Prepare the environment

  • Create a virtualenv and install the required packages:
virtualenv venv -p python3.8.7
source venv/bin/activate
pip install -r requirements.txt

# Install mlperf-logging Python package
git clone https://github.com/mlperf/logging.git mlperf-logging
pip install -e mlperf-logging

# Install apex
git clone https://github.com/NVIDIA/apex.git
cd apex
git reset --hard d06404fecab73f152c6cbb89ac2c2e9b7fc24124
git submodule update --init --recursive
git apply ../patch_for_mlperf_trining_v1.1_by_samsung.patch
pip install -v --disable-pip-version-check --no-cache-dir --global-option="--cpp_ext" --global-option="--cuda_ext" --global-option="--distributed_adam" --global-option="--distributed_lamb" --global-option="--bnp" --global-option="--xentropy" --global-option="--fast_layer_norm" --global-option="--deprecated_fused_adam"  --global-option="--fmha"  --global-option="--fast_multihead_attn" ./

# Compile mhalib
cd mhalib
python setup.py build
cp build/lib*/mhalib* ../
  • Other software requirements
Softeware Version
python 3.8.7
pytorch 1.9.1
NCCL 2.9.9
CUDA 11.3.0
cudnn 8.2.1.32
cublas 11.4.2
nvidia driver 470.57.02
mofed version 5.4-1.0.3

Run the model

  1. Set hosts address in run_multinode.sh
export hosts=('192.168.16.1' '192.168.16.2')
  1. Launch the training

    Use the following command to run the config_Samsung_Supercomputer21_DGXA100_128x8x16x1.sh in python virtual environment.

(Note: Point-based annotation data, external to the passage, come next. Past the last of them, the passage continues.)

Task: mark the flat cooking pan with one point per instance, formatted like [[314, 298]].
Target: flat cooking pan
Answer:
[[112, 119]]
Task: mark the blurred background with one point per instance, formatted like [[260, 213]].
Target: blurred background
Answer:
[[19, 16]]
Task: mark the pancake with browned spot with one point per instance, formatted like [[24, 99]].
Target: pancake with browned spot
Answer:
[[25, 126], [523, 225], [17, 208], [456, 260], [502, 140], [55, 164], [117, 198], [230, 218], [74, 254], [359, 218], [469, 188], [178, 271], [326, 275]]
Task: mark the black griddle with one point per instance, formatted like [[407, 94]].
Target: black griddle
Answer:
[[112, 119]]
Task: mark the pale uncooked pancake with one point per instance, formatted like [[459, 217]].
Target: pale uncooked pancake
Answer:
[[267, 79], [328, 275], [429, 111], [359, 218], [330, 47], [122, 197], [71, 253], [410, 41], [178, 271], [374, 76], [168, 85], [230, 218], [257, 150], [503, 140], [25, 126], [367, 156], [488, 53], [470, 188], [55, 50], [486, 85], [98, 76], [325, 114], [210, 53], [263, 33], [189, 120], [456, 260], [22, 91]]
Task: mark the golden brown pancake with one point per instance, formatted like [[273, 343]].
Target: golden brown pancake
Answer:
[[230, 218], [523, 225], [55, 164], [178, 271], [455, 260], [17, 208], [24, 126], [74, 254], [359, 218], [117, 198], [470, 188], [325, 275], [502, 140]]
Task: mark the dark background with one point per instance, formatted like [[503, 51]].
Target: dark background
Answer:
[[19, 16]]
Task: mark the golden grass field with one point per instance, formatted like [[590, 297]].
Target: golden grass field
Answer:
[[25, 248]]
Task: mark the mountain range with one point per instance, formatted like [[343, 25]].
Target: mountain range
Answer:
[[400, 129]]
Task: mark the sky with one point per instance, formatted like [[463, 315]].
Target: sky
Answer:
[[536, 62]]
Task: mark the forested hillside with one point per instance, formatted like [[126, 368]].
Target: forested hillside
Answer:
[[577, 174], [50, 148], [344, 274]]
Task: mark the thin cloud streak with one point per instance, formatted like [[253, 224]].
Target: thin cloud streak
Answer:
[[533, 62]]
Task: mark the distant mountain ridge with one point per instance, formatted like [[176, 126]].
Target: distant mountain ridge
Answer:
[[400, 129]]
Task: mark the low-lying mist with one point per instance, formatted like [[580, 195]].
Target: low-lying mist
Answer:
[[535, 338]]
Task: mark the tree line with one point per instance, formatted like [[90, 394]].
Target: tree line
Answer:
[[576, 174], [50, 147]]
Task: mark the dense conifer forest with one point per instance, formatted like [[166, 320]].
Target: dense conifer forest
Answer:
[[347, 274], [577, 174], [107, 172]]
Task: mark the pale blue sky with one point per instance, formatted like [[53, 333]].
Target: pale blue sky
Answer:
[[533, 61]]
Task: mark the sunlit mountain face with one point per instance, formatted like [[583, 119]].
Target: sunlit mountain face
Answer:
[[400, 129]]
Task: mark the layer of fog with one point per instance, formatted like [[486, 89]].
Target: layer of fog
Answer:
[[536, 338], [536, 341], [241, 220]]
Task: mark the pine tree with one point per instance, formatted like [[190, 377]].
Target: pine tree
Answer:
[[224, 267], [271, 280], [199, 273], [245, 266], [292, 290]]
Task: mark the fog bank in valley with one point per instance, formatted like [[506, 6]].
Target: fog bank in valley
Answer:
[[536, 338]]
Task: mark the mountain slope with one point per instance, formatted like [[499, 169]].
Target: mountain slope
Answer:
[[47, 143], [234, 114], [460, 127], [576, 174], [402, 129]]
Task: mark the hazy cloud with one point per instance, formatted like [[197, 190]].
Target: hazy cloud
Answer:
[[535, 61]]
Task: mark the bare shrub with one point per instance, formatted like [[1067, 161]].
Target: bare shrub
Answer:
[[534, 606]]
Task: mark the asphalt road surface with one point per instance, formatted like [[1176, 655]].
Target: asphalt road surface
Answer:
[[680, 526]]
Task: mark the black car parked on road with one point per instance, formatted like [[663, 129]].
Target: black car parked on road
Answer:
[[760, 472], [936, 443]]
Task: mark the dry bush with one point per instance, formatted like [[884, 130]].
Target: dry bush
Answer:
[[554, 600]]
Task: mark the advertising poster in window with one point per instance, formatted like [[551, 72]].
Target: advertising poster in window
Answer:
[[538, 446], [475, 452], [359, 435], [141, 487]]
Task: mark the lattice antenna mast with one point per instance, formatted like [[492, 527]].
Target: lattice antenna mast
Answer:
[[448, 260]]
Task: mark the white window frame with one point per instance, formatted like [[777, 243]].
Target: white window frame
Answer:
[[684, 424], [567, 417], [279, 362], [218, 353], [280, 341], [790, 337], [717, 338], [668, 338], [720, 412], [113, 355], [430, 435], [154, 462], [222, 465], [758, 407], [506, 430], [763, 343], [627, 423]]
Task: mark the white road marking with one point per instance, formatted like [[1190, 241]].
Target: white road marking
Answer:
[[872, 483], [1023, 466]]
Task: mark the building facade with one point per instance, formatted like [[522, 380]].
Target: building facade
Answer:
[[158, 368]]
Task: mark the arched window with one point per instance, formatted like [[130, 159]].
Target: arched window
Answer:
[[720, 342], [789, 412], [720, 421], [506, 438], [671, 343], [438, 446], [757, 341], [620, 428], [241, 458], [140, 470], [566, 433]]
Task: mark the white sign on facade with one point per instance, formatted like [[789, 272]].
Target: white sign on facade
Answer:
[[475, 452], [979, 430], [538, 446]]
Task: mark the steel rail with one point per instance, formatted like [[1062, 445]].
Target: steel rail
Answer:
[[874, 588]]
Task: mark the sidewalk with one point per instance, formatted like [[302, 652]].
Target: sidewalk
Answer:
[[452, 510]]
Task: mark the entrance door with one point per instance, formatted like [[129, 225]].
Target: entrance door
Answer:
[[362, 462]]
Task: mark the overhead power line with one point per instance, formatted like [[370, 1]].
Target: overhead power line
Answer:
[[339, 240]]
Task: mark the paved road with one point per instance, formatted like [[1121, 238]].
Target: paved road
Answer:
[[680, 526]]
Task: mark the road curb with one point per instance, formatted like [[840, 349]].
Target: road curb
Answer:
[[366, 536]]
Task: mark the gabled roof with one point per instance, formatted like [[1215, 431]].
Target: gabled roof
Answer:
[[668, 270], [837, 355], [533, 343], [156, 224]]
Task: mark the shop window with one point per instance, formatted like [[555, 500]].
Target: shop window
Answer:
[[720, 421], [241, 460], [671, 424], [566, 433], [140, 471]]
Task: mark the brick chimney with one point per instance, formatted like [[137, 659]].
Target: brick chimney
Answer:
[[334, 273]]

PYTHON=<path/to/python> DGXSYSTEM=Samsung_Supercomputer21_DGXA100_128x8x16x1 INPUT_DIR=<path/to/4bins_training_datadir> EVAL_DIR=<path/to/eval_datadir> CHECKPOINTDIR_PHASE1=<path/to/checkpointdir_phase1> NEXP=10 ./run_multinode.sh

Appendix

Our source code is based on MLPerf BERT v0.7, and all the files newly added and modified are as follows.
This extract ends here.